Berikut adalah lima klaim utama yang dibuat oleh pemimpin Israel selama pidatonya di hadapan sidang gabungan Kongres yang tidak sesuai dengan kebenaran.
Kebohongan Pertama
Klaim: "Terlepas dari semua kebohongan yang Anda dengar, perang di Gaza memiliki salah satu rasio korban kombatan terhadap non-kombatan terendah dalam sejarah perang perkotaan."
Fakta: Jumlah korban tewas di Gaza yang dikonfirmasi hampir mencapai 40.000, menurut Kementerian Kesehatan Gaza, yang telah berulang kali mempublikasikan daftar korban tewas, termasuk nomor identifikasi yang dikeluarkan Israel, dan yang datanya dari konflik masa lalu telah dibuktikan PBB sebagai data yang dapat diandalkan.
Mayoritas korban tewas -- puluhan ribu -- adalah wanita dan anak-anak, dan tidak semua pria yang tewas adalah seorang pejuang. Israel sebagian besar mengabaikan korban sipil, menyalahkan Hamas karena jumlahnya telah meningkat secara dramatis selama sembilan bulan terakhir.
Jumlah korban tewas sebenarnya kemungkinan jauh lebih tinggi daripada angka resmi dari kementerian, sebuah fakta yang bahkan diakui oleh pemerintahan Biden.
Banyak dari korban tewas kemungkinan masih terkubur di bawah puing-puing Gaza yang luas, atau dikuburkan secara sepihak di lokasi darurat oleh pasukan Israel.
Kebohongan Kedua
Klaim: "Saya sarankan Anda mendengarkan Kolonel John Spencer. John Spencer adalah kepala Studi Perang Kota di West Point. Dia telah mempelajari setiap konflik kota besar, saya akan mengatakan 'dalam sejarah modern,' dia mengoreksi saya, 'tidak, dalam sejarah.' Israel, katanya, telah menerapkan lebih banyak tindakan pencegahan untuk mencegah bahaya bagi warga sipil daripada militer mana pun dalam sejarah, dan melampaui apa yang diwajibkan oleh hukum internasional."
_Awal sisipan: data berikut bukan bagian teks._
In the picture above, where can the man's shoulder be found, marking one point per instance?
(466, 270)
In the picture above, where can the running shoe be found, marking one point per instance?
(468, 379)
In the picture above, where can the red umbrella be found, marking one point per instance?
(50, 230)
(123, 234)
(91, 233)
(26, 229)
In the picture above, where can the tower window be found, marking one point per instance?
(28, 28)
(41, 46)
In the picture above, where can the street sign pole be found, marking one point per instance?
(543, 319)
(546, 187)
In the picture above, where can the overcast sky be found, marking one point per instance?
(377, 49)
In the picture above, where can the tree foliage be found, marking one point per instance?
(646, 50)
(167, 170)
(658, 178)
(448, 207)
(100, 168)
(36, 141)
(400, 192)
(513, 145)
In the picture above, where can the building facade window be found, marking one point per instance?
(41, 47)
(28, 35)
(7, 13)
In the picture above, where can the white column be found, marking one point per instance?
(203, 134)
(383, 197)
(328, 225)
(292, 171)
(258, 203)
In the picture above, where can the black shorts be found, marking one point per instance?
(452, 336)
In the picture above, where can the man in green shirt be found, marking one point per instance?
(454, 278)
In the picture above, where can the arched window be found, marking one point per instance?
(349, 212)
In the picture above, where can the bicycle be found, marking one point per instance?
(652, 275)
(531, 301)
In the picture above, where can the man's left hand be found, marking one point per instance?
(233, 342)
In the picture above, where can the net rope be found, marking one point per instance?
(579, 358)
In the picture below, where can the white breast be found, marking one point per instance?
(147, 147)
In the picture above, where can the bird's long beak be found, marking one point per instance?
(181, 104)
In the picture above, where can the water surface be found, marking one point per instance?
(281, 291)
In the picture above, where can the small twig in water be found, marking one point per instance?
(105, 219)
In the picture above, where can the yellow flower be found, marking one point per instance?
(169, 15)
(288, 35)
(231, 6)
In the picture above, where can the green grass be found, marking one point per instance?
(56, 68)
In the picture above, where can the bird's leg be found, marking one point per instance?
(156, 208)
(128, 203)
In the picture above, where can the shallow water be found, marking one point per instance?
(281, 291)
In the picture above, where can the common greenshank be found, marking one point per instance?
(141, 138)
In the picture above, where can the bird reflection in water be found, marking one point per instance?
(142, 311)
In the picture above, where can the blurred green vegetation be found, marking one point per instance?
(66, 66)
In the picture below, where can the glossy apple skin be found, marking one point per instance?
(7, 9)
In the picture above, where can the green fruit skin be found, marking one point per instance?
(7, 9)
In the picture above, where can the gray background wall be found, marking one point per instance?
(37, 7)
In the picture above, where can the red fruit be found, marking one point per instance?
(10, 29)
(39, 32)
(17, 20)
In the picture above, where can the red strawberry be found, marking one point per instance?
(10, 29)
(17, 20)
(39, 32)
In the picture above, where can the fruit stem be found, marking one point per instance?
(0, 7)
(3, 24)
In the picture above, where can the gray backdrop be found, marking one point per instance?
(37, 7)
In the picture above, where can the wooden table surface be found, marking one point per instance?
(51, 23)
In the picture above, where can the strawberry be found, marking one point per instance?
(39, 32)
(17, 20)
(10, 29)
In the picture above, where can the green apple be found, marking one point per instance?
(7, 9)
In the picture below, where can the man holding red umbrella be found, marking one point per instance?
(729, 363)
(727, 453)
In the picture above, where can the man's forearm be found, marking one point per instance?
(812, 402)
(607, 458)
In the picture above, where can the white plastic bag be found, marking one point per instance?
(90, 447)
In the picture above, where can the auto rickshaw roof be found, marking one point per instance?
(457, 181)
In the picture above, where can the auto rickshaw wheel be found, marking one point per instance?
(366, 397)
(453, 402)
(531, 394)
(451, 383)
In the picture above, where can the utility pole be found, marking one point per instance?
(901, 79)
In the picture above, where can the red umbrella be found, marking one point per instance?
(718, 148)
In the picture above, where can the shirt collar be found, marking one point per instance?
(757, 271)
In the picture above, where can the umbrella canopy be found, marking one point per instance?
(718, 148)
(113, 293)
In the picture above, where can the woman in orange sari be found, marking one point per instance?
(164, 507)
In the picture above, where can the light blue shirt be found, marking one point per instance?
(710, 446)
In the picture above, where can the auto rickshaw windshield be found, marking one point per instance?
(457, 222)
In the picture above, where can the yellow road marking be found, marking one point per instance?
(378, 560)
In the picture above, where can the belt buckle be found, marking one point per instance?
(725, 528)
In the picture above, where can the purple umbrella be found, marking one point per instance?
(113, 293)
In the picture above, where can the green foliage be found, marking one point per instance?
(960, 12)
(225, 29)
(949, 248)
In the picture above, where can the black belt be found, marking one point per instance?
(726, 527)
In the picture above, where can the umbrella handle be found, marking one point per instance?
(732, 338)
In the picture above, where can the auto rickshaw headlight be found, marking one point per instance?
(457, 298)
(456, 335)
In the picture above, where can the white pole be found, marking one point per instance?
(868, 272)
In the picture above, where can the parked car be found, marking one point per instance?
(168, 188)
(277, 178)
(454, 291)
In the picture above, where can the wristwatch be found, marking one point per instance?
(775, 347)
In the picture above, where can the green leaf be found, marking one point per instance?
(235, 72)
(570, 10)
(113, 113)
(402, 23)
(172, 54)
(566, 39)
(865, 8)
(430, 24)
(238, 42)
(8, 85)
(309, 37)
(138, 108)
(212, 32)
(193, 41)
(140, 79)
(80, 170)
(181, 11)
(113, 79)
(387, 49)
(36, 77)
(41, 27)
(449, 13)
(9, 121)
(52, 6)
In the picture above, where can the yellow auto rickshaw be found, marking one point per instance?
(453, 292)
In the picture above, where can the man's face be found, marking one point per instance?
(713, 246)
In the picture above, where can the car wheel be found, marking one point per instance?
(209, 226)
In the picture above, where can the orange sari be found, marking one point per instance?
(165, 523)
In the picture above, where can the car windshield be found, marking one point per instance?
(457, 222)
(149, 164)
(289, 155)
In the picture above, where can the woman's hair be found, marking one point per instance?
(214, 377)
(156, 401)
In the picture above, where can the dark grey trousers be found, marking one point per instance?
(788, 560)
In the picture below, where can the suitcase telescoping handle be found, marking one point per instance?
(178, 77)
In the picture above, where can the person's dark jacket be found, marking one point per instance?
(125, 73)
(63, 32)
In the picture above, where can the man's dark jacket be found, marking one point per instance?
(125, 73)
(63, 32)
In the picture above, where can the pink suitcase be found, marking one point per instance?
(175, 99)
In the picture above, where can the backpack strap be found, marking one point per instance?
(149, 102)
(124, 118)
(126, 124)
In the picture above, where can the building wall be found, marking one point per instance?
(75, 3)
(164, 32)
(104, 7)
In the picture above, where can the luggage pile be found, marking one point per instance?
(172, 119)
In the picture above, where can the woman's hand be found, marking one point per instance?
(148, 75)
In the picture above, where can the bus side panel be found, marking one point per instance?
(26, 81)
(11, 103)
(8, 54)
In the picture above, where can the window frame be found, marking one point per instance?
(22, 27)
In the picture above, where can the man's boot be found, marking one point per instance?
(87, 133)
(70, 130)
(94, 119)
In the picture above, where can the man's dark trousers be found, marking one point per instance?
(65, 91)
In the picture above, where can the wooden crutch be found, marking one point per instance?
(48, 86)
Fakta: Spencer adalah analis militer yang menjabat sebagai ketua program Studi Perang Kota di West Point. Ia adalah partisan pro-Israel yang terkenal yang analisisnya tentang Gaza sebagian besar berdiri sendiri di dalam komunitas yang lebih luas.
Klaim Netanyahu, yang didukung Spencer di X (sebelumnya Twitter), sangat bertentangan dengan seruan berulang kali agar Israel berbuat lebih banyak untuk mengurangi kerugian warga sipil, termasuk dari pemerintahan Biden yang selama berbulan-bulan mengatakan bahwa lebih banyak yang harus dilakukan tidak hanya untuk menghindari kematian tambahan, tetapi juga untuk memperbaiki situasi kemanusiaan di seluruh Gaza.
PBB juga mengkritik keras kondisi di tempat yang dianggap Israel sebagai "zona aman". James Elder, juru bicara UNICEF, mengatakan pada tanggal 16 Juli bahwa "berdasarkan hukum internasional, tempat di mana Anda mengevakuasi orang harus memiliki sumber daya yang cukup untuk bertahan hidup -- fasilitas medis, makanan, dan air.
Artinya, apa yang disebut zona aman ini aman bukan hanya jika bebas dari pemboman, tetapi juga jika kondisi ini -- makanan, air, obat-obatan, perlindungan -- juga terpenuhi.
Namun, zona aman ini adalah petak-petak kecil tanah tandus, atau sudut-sudut jalan, atau bangunan setengah jadi, tanpa air, tanpa fasilitas, tanpa tempat berlindung dari dingin dan hujan.
Dan sekarang, dalam situasi mematikan lainnya bagi keluarga-keluarga di Gaza, mereka yang dipaksa masuk ke 'zona aman' Al Mawasi tidak hanya kehilangan layanan penyelamat nyawa tersebut, tetapi juga telah dibom tiga kali dalam 6 minggu terakhir!" Komentar tersebut muncul setelah 90 orang tewas selama serangkaian serangan di zona aman al-Mawasi dekat Rafah.
Kebohongan Ketiga
Klaim: "Jika ada warga Palestina di Gaza yang tidak mendapatkan cukup makanan, itu bukan karena Israel menghalanginya, melainkan karena Hamas mencurinya."